The children of a real-life soldier have sued Call of Duty publisher Activision for the Black Ops II portrayal of their father as a ‘barbarian.’
Jonas Savimbi, who led rebel forces in the Angolan civil war and founded the National Union for the Total Independence of Angola organisation, features in the first campaign mission of the hit 2012 game.
The sequence sees Savimbi lead a US-backed counter offensive against government troops yelling “Fight my brothers!” and “Death to the MPLA!” At one point the character says: “My friend from above! You killed many men today eh? Yes!
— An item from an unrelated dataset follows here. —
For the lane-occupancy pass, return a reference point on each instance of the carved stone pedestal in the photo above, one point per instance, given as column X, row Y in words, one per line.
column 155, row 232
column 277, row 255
We all did!”
He returns later in the game to rescue a stricken US soldier.
Now, more than three years after the game went on sale, the family have filed a defamation lawsuit against Activision France, seeking 1 million euros in damages (via Guardian).
See also: Call of Duty: Black Ops III review
Family lawyer Carole Enfert claims the late Savimbi is showcased as “big halfwit who wants to kill everybody” rather than a “political leader and strategist.”
In response to the suit, Activision’s counsel have claimed the character is a “good guy,” portrayed in a positive light.
Etienne Kowalski said the sequence showed Savimbi “for who he was … a character of Angolan history, a guerrilla chief who fought the MPLA”.